Berada dalam kondisi sakit selalu membuatku menyadari kebaikan-kebaikan dari orang di sekitarku

Setelah kunjungan ke dokter seminggu lalu, aku pun lebih banyak beristirahat untuk pemulihan. Aku mendapat tiga macam obat yang kuminum setiap hari, ditambah multivitamin yang kubeli sendiri.

Sementara itu, ibuku membuatkan wedang jahe dan serai setiap hari untuk menyembuhkan batukku. Beliau juga membelikan buah dan memastikan aku makan dengan cukup. Adik-adikku pun menanyakan kabarku secara berkala. Adik perempuanku membuat brownies enak untuk kami makan bersama, dan adik laki-lakiku membelikan kurma dan kismis sebagai camilan sehat.

Kondisi ini sungguh berbeda dengan masa-masa saat aku tinggal sendiri. Misalnya waktu aku ngekos untuk pertama kalinya waktu kuliah. Saat itu, aku terbangun dengan demam tinggi dan tanpa makanan sedikit pun. Terpikir untuk memesan makanan lewat ojek online, tetapi rasanya aku tak akan cukup kuat untuk bangun dan mengambilnya. Sedangkan penjaga kos dan teman-teman lain tak terdengar suaranya. Lagipula, aku agak sungkan untuk meminta bantuan mereka karena belum lama kenal.

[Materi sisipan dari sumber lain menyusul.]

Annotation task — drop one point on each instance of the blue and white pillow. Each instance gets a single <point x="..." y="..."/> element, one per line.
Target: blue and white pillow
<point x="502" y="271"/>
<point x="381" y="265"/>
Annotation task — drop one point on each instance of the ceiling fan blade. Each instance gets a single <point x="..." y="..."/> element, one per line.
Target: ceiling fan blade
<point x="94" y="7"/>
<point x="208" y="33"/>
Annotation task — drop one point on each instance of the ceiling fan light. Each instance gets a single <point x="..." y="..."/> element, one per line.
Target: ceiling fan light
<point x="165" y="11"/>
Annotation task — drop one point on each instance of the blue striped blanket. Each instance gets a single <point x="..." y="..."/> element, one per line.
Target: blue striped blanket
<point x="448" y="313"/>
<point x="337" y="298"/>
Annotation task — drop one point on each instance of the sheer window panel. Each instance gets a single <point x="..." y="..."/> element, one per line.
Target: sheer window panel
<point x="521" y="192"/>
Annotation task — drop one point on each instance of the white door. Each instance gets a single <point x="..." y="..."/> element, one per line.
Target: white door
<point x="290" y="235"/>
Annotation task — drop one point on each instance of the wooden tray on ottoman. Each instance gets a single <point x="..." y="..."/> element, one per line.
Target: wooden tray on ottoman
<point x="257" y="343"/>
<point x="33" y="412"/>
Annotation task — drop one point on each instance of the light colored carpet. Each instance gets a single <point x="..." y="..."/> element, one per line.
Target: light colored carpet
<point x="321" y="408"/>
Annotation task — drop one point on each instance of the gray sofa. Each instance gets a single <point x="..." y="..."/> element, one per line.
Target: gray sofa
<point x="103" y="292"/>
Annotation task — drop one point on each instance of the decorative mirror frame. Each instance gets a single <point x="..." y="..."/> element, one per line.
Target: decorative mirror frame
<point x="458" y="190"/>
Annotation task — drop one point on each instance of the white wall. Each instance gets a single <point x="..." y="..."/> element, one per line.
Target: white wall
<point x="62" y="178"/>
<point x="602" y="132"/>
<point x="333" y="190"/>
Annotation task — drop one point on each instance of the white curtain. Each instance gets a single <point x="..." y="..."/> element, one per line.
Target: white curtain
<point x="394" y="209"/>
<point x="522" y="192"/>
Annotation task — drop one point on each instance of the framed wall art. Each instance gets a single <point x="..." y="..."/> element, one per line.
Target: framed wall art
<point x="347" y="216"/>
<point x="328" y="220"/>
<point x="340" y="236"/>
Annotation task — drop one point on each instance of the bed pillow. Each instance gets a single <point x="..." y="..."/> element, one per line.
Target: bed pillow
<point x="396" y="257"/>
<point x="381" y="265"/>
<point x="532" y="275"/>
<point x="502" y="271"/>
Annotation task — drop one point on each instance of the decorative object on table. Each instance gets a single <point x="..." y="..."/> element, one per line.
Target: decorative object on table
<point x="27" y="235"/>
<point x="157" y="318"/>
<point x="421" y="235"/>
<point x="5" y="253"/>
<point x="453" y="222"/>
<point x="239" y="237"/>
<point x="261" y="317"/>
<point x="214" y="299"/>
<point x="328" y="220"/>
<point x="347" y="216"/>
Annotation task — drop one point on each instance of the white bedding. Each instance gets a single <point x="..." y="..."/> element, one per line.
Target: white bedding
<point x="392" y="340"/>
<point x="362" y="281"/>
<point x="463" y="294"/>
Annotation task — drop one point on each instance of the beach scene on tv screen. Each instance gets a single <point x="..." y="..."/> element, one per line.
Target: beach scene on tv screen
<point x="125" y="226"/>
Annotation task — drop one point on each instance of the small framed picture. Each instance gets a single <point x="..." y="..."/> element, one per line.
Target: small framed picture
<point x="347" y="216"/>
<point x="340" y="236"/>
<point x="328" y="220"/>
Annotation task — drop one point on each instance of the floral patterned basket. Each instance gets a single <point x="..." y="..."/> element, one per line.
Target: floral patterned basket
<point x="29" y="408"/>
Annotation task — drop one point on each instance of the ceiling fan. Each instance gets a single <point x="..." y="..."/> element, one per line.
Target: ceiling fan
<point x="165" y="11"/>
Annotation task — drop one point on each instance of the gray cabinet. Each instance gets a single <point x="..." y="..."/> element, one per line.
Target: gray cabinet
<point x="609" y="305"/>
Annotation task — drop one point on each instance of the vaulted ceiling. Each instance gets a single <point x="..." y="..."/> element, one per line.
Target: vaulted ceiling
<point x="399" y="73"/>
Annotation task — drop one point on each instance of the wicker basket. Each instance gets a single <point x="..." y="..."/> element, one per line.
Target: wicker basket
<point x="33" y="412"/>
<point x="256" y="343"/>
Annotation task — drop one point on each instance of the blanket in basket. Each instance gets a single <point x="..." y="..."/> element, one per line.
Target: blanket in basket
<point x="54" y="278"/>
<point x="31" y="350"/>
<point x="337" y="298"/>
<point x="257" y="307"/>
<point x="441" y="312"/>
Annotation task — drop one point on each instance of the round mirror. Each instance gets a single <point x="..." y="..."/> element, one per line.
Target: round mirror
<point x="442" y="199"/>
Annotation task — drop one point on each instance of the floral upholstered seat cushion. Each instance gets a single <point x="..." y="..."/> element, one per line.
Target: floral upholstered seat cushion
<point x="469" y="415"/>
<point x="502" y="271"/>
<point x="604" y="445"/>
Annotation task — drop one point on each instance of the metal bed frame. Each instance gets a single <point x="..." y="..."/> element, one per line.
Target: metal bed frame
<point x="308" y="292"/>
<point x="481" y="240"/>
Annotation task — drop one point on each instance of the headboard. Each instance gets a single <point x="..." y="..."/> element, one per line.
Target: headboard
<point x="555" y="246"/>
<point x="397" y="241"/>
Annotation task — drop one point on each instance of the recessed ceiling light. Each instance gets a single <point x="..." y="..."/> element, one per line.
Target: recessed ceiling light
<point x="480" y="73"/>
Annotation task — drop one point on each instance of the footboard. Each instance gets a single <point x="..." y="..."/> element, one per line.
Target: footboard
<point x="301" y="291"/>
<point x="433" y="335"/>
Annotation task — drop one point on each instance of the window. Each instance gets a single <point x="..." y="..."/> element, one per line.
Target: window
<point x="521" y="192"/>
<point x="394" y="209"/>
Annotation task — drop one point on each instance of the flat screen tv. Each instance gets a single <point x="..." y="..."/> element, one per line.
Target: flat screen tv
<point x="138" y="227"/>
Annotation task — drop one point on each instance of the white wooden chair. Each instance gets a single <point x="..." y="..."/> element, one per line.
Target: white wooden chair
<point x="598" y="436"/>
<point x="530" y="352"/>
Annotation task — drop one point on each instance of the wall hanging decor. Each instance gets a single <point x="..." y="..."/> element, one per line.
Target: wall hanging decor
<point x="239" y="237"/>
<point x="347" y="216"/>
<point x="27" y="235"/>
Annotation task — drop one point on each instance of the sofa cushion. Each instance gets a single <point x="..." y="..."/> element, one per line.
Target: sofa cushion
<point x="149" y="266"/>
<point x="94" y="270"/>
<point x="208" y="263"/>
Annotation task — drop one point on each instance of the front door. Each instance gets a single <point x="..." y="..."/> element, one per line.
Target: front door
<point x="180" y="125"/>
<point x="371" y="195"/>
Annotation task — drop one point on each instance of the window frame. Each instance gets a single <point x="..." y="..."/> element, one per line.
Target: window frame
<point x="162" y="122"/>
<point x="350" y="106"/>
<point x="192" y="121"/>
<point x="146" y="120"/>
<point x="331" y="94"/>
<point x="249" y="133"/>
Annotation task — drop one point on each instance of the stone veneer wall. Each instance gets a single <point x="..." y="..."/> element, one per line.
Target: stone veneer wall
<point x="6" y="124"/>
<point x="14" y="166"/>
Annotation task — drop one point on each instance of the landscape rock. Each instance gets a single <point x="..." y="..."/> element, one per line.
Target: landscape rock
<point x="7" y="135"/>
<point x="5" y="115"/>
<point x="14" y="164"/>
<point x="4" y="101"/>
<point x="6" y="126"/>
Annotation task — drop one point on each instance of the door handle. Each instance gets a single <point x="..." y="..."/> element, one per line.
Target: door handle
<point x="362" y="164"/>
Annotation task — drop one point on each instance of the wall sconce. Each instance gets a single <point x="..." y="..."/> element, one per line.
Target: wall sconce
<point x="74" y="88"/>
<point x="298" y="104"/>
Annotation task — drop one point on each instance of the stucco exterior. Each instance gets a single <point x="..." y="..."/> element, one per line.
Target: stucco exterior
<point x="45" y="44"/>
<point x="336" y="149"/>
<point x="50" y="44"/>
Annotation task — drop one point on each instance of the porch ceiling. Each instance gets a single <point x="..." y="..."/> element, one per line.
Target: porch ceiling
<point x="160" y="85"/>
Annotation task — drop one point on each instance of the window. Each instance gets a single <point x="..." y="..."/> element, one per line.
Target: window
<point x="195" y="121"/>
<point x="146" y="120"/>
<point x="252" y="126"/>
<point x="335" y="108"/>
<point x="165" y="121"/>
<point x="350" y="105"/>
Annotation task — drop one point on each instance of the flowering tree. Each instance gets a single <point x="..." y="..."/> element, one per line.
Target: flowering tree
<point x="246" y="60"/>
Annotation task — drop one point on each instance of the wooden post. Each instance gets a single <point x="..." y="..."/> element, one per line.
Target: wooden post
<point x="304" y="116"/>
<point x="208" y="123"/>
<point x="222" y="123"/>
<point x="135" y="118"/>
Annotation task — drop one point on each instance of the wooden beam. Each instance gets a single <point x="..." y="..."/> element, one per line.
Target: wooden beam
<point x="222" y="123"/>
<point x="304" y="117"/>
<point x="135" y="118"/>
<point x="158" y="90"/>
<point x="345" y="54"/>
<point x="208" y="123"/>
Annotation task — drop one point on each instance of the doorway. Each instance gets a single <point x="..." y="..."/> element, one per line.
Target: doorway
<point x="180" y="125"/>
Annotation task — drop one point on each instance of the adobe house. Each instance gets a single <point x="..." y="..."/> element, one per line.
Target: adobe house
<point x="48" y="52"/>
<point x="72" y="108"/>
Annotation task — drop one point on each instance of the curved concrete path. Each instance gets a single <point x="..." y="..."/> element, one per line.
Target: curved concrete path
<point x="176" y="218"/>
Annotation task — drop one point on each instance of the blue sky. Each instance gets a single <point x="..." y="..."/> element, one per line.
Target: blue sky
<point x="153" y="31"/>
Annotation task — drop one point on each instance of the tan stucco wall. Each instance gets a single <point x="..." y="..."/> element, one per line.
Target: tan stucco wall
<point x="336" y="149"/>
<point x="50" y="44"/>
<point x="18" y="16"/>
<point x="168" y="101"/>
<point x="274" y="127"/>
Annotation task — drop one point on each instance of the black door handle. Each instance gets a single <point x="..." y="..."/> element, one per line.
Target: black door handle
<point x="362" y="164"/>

Akhirnya aku memutuskan untuk kembali tidur dalam kondisi demam, tanpa makanan dan tanpa obat. Untunglah kondisiku berangsur-angsur membaik dan akhirnya aku bisa keluar kamar untuk membeli barang yang kubutuhkan. Sejak saat itulah, aku jadi sering menyimpan stok obat dan bahan makanan yang tahan lama, supaya bisa lebih mengandalkan diriku sendiri dalam kondisi sulit.

Terkadang aku berpikir, apakah usahaku untuk mandiri merupakan wujud kekuatan? Atau justru wujud rasa takut untuk bergantung pada orang lain?

Sebagai anak tengah dari lima bersaudara, sejak kecil aku menyadari bahwa sudah ada cukup banyak masalah di rumah kami tanpa ditambah masalahku juga. Anggota keluargaku yang lain sudah tampak sibuk, repot, dan capek dengan masalah masing-masing. Karena itulah aku selalu berusaha tidak merepotkan dan sebisa mungkin menyelesaikan masalahku sendiri.

Aku pun tumbuh menjadi orang dewasa yang tak tahu cara meminta bantuan saat membutuhkannya. Namun, aku menyadari kekurangan ini dan sedang memperbaikinya pelan-pelan. Aku berusaha lebih mempercayai orang-orang di sekitarku. Aku berusaha lebih terbuka dan bercerita lebih banyak. Aku berusaha meminta tolong saat tak sanggup melakukan sesuatu sendiri.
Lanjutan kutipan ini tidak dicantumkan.